We talk about distribution mismatch when the previously stated conditions don't hold, i.e. we have the following:

- Our dev and test sets are no longer representative.
- Our training set is too different from the dev set.

In order to diagnose mismatch problems between the training and dev sets, we may create a new dataset.

The **training dev set** is a random subset of the training set used as a second validation set.

We may use this new dataset to diagnose distribution mismatch. Suppose dev set error is high.

- If the training error is low, but training dev and standard dev errors are high, we are overfitting.
- If the training and training dev errors are low, but dev error are high, we have distribution mismatch.

As an example, suppose are building a cat image classifier.

- The training set consists of cats and other animals.
- The traning dev set also containts cats and other animals.
- The dev and test sets only contain cats.

Consider the following example:

- Our training set error is 2%.
- Our training dev set error is 6%.
- Our dev set error is 6%.

This is a typical example of **high variance** (overfitting).

Next, consider another example:

- Our training set error is 10%.
- Our training dev set error is 11%.
- Our dev set error is 12%.
- Human error is 1%.

This looks like an example of **high avoidable bias** (underfitting).

Finally, suppose you see the following:

- Our training set error is 4%.
- Our training dev set error is 5%.
- Our dev set error is 13%.

This is a model that is generalizing to the training dev set, but not the standard dev set. Distribution mismatch is a problem.

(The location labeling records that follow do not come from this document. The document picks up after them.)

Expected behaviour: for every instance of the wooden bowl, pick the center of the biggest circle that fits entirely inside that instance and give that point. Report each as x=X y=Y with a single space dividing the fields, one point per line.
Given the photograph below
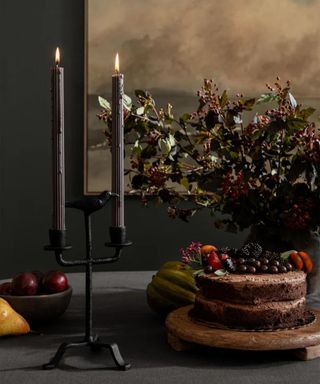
x=40 y=308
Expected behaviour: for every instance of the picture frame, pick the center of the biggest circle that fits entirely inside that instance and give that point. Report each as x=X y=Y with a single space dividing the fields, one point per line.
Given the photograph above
x=236 y=60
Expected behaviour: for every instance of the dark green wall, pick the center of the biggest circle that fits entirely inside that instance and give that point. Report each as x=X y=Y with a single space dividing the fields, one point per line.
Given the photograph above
x=30 y=31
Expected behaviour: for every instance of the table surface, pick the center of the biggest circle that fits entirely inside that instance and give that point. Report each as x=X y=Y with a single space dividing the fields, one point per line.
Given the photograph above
x=122 y=315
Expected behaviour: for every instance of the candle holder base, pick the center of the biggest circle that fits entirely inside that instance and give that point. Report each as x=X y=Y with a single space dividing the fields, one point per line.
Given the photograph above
x=58 y=245
x=95 y=345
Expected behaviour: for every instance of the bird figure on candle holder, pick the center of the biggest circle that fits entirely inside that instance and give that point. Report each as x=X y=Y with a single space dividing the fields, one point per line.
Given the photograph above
x=90 y=204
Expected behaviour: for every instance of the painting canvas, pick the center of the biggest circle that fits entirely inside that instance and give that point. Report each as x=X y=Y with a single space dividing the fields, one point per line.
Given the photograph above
x=169 y=47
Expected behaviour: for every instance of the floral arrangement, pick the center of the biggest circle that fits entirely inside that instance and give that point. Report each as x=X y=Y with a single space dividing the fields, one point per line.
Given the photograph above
x=263 y=172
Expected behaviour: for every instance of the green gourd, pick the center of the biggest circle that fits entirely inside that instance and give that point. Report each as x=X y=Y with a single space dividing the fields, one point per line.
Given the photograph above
x=172 y=287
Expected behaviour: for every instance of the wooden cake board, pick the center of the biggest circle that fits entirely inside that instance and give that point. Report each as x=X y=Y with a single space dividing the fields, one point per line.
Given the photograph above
x=184 y=333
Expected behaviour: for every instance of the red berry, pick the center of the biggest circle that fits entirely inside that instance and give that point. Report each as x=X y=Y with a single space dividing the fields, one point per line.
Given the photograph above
x=224 y=257
x=214 y=261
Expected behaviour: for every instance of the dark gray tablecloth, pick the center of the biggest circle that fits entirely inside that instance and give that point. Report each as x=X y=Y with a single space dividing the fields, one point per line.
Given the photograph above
x=122 y=315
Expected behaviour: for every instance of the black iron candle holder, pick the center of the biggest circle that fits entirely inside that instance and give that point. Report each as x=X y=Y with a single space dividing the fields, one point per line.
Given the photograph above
x=58 y=245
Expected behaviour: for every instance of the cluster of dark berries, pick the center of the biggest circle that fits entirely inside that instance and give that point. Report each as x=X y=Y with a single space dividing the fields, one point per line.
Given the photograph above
x=263 y=265
x=252 y=258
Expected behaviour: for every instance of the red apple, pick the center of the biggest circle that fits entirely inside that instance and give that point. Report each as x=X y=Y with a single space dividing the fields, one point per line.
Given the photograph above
x=39 y=275
x=55 y=281
x=24 y=284
x=5 y=288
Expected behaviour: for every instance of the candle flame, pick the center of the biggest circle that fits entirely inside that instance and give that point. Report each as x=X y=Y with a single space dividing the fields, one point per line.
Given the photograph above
x=116 y=65
x=57 y=58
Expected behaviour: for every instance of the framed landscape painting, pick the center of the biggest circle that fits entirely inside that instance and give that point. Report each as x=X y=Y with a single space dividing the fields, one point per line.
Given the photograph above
x=169 y=47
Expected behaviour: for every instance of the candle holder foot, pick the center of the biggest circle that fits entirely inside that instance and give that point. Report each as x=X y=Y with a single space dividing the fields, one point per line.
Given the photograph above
x=95 y=345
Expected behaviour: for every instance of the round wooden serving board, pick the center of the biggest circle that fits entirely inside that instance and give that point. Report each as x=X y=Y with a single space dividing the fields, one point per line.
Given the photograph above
x=183 y=332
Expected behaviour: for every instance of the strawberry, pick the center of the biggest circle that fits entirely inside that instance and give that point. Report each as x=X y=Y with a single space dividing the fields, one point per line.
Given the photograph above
x=296 y=260
x=214 y=261
x=206 y=249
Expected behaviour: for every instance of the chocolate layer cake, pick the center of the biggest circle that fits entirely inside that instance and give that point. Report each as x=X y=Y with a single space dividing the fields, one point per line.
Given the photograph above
x=260 y=301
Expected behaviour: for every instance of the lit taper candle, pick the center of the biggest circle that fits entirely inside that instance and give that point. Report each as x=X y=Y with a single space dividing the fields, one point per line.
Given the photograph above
x=58 y=170
x=117 y=147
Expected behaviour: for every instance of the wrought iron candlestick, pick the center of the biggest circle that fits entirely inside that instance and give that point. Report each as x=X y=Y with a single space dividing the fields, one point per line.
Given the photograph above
x=88 y=205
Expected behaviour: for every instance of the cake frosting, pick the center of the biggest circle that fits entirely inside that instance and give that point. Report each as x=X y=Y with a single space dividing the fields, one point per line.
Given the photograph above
x=259 y=301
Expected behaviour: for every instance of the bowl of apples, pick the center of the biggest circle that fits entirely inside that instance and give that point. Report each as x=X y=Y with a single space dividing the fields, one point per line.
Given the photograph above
x=38 y=297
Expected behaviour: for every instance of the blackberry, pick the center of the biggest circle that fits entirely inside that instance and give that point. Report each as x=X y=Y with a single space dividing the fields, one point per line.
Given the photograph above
x=233 y=252
x=229 y=265
x=242 y=268
x=251 y=250
x=255 y=249
x=224 y=250
x=243 y=252
x=208 y=269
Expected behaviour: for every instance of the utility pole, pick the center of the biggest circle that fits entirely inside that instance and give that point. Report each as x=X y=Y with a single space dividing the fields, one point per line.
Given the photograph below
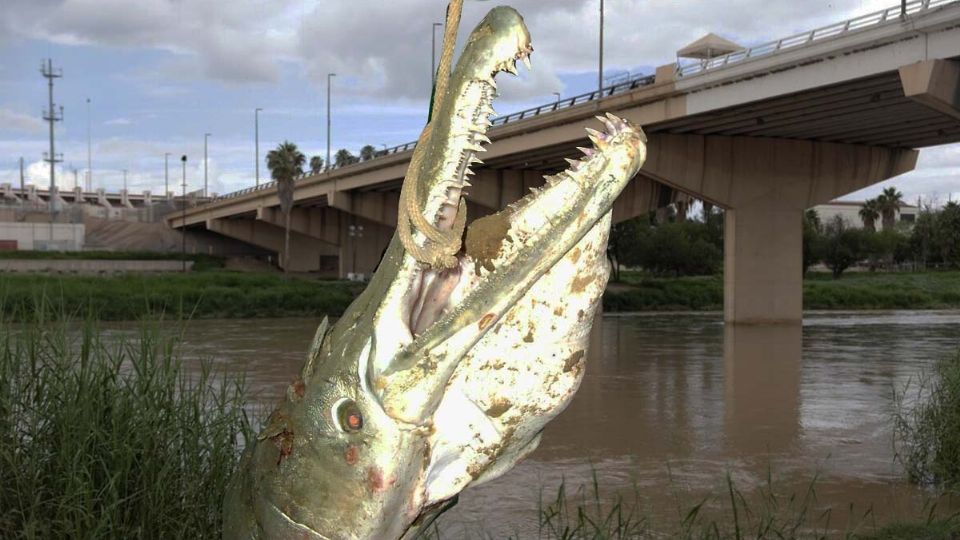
x=205 y=137
x=600 y=73
x=329 y=76
x=166 y=175
x=433 y=56
x=256 y=139
x=51 y=116
x=89 y=153
x=183 y=221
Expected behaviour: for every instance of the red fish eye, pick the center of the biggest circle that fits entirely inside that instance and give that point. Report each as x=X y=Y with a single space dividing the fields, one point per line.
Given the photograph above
x=349 y=416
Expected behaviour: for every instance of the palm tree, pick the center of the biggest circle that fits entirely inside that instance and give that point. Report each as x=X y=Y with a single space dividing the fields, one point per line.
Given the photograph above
x=316 y=164
x=343 y=157
x=889 y=203
x=367 y=152
x=285 y=164
x=869 y=213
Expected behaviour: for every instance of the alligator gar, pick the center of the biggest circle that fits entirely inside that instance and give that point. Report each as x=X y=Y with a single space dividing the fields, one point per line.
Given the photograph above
x=444 y=371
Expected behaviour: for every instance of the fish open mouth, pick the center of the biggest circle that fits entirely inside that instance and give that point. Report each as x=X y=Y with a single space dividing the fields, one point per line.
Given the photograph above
x=436 y=313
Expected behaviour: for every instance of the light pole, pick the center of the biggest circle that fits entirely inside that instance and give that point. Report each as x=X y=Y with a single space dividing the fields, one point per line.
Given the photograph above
x=329 y=77
x=600 y=73
x=256 y=140
x=183 y=219
x=355 y=233
x=433 y=56
x=166 y=175
x=89 y=153
x=205 y=137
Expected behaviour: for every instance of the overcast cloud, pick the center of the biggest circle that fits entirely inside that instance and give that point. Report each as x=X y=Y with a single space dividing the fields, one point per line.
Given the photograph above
x=169 y=70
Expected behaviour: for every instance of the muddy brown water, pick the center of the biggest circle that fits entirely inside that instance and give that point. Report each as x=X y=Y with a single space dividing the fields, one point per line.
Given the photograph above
x=673 y=403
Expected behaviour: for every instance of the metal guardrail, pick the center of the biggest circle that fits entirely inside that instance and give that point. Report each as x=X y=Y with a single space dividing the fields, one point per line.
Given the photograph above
x=818 y=35
x=617 y=88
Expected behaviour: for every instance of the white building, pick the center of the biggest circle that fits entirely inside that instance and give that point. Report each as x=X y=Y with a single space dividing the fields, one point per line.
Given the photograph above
x=850 y=212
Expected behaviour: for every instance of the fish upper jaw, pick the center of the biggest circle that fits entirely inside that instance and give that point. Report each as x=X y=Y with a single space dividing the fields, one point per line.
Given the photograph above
x=539 y=230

We may quantify this issue more precisely using the following decomposition.

\begin{align*} \text{dev error} & = (\underbrace{\text{dev error} - \text{dev train error}}_\text{distribution mismatch}) \\ & + (\underbrace{\text{dev train error} - \text{train error}}_\text{variance}) + (\underbrace{\text{train error} - \text{opt error}}_\text{avoidable bias}) \\ & + \underbrace{\text{opt error}}_\text{unavoidable bias} \end{align*}We may also apply this analysis to the dev and test sets to determine if they're stale.

- First, collect additional real-world data.
- If the model generalizes well the current dev and test sets but not the real-world data, the current data is stale!

Correcting data mismatch requires:

- Understanding the properties of the data that cause the mismatch.
- Removing mismatching data and adding data that matches better.

The best way to understand data mismatch is using error analysis.